One question for Sönke Dangendorf, who studies sea levels, tides, storm surges, and coastal flooding at Tulane University’s School of Science and Engineering.
Why is sea level rise worse in some places?
There is sometimes a misconception that the ocean behaves like a bathtub, but that’s not true.
If we look at the global picture, there are two major reasons why sea levels are rising. One is that the ocean is warming, and it needs more space and expands. And the other one is that ice sheets and glaciers are melting, and they put more mass into the ocean.
But if we look locally, there are a lot of factors that lead to regionally varying sea level rise.
We have changes in ocean circulation, and the same is true for winds. Imagine, in the simplest form, winds over the ocean push water masses from one side to the other. That can lead to changes in sea level over several years to decades. The same is true for ocean currents because winds affect ocean currents.
It’s not only the ocean that is rising, but it’s also the land that is sinking.
If we put water into the ocean by ice sheets or glaciers that are melting, their gravitational field is also changed. Here, there are three things that happen: You put mass into the ocean, so sea levels rise globally on average. But then, the ice sheet is a heavy body of mass, and due to its mass, it attracts the water of the surrounding ocean, like the moon generates tides. So as that ice sheet melts you reduce that gravitational attraction, and the water migrates away from the ice sheet. And then at the same time, the weight of the ice sheet also becomes less, and it leads to uplift of the ground below.

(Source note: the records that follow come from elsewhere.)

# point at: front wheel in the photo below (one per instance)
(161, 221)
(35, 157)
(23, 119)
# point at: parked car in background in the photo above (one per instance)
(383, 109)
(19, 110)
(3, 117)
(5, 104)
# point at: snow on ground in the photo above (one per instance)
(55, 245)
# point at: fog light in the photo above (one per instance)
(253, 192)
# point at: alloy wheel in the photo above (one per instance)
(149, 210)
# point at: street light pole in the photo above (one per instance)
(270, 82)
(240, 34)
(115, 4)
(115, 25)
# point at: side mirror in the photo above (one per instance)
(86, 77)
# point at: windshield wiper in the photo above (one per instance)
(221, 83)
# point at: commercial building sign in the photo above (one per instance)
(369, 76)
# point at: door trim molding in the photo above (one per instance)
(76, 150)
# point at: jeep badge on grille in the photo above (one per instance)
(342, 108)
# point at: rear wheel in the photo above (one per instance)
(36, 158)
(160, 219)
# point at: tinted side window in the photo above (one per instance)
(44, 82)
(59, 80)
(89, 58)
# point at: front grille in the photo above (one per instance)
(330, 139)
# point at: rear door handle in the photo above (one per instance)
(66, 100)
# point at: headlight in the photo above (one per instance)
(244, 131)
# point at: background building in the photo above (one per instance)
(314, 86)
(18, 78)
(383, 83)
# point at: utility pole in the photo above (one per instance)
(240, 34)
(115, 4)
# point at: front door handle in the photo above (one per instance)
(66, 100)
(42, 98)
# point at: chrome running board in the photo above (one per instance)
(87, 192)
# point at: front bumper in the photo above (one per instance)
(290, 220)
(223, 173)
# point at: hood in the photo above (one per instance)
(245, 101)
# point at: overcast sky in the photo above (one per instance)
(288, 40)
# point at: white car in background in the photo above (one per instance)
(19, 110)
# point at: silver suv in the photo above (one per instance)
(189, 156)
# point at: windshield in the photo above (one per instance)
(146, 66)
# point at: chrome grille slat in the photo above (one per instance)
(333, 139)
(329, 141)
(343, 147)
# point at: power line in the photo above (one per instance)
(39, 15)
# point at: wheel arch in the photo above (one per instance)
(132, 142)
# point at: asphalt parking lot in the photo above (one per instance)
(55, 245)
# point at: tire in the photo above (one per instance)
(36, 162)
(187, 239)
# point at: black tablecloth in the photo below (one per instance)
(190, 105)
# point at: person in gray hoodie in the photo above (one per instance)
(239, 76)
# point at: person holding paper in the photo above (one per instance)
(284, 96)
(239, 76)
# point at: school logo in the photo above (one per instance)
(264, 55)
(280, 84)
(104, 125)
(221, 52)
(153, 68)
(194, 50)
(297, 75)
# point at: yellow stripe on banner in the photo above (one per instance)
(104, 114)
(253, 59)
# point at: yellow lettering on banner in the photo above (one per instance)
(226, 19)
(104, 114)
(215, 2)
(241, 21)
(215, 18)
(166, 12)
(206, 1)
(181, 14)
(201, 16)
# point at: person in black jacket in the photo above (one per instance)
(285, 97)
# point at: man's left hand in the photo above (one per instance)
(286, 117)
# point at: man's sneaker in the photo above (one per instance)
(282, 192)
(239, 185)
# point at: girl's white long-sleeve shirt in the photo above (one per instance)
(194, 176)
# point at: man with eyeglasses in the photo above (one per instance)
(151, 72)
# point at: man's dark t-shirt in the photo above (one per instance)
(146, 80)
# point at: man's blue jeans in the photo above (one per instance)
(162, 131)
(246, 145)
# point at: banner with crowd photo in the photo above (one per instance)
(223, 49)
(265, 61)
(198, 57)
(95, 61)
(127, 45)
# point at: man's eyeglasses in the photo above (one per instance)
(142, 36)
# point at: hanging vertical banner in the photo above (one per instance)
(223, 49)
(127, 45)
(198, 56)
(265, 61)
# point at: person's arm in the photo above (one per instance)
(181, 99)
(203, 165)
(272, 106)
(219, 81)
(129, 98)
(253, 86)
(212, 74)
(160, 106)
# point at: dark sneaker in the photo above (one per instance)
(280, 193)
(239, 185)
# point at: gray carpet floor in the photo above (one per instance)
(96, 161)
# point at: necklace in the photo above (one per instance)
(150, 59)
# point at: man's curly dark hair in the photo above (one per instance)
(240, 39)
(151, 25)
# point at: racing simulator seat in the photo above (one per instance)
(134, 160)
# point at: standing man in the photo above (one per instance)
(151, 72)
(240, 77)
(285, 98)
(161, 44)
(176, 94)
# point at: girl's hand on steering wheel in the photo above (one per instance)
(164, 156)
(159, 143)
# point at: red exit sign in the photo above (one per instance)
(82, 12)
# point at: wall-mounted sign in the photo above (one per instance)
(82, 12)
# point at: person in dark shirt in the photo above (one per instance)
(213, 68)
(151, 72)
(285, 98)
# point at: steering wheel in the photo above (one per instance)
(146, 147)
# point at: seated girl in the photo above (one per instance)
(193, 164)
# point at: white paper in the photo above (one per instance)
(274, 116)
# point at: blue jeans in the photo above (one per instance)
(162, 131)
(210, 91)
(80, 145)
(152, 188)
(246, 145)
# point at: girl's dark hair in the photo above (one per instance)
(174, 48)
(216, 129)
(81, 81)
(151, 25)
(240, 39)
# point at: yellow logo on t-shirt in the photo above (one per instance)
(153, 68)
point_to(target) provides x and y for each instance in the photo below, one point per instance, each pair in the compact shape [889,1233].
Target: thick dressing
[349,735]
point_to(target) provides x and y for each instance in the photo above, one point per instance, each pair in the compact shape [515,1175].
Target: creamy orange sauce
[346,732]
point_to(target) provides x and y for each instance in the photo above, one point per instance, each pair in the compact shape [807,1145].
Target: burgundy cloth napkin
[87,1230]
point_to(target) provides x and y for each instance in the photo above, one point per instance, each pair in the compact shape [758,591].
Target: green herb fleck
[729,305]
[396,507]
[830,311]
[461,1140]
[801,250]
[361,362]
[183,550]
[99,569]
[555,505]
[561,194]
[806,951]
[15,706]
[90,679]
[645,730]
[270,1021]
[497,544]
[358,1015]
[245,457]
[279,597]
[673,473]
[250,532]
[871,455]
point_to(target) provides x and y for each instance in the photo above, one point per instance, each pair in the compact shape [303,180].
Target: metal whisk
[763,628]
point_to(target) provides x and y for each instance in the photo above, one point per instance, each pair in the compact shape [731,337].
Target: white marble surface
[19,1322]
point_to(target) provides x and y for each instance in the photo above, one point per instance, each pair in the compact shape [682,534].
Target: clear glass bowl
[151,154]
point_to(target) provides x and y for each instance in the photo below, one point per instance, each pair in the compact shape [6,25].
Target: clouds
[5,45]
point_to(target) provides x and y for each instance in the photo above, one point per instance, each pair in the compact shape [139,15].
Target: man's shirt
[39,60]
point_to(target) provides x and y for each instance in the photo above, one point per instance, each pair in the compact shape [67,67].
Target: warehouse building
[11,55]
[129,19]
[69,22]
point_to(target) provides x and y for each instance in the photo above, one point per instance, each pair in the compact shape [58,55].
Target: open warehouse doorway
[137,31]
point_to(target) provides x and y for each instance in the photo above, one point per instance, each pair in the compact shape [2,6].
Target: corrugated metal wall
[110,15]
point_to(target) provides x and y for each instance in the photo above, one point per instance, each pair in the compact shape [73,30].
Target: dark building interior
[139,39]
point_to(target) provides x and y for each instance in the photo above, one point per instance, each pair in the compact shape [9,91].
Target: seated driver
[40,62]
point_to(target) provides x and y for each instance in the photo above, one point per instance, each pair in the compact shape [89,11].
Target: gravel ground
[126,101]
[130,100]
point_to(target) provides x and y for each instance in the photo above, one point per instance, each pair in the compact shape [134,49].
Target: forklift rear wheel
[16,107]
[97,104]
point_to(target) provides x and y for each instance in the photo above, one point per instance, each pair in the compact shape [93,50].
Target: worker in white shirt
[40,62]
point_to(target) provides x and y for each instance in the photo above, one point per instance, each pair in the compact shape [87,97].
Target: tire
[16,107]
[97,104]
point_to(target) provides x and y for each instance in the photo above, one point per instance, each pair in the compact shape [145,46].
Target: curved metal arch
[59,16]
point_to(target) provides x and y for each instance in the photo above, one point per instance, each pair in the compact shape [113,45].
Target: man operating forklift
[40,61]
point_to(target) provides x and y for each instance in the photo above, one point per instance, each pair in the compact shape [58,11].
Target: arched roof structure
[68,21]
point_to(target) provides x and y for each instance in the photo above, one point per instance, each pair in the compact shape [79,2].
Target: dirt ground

So it leads to sea level fall near the ice sheets but sea level rise in what we call far-field—like here in Louisiana, for instance.
Then, lastly, in particular here in Louisiana, it’s not only the ocean that is rising, but it’s also the land that is sinking. So we see subsidence, for instance, due to fluid withdrawal like crop water withdrawal and oil and gas withdrawal that have led to subsidence in some areas.
In our study, we saw sea level rise rates in excess of a third of an inch per year from Cape Hatteras, North Carolina, to the Gulf of Mexico. These high rates of sea level rise have already had profound impacts on our coasts in the region. For instance, in the Gulf of Mexico, in this period, we have seen a doubling of what we call high-tide flooding events. These “sunny-day floodings” due to sea level rise mean streets and sometimes properties get flooded and lead to considerable damage. We have also seen, in Louisiana in particular, on top of that, local subsidence—much larger rates of Louisiana has been losing land, equal to the entire state of Delaware since the 1930s. This sea level rise has also coincided with record-breaking hurricane seasons. And these hurricanes can build up on a higher base level with these higher sea levels, so that means these events can become more destructive with the underlying sea level rise.
We will continue to see what we have seen in the past, that there have been different kinds of hotspots of sea level change, and they can shift from time to time. They will continue to accelerate in the future, and that means we will see these kinds of hotspots more often.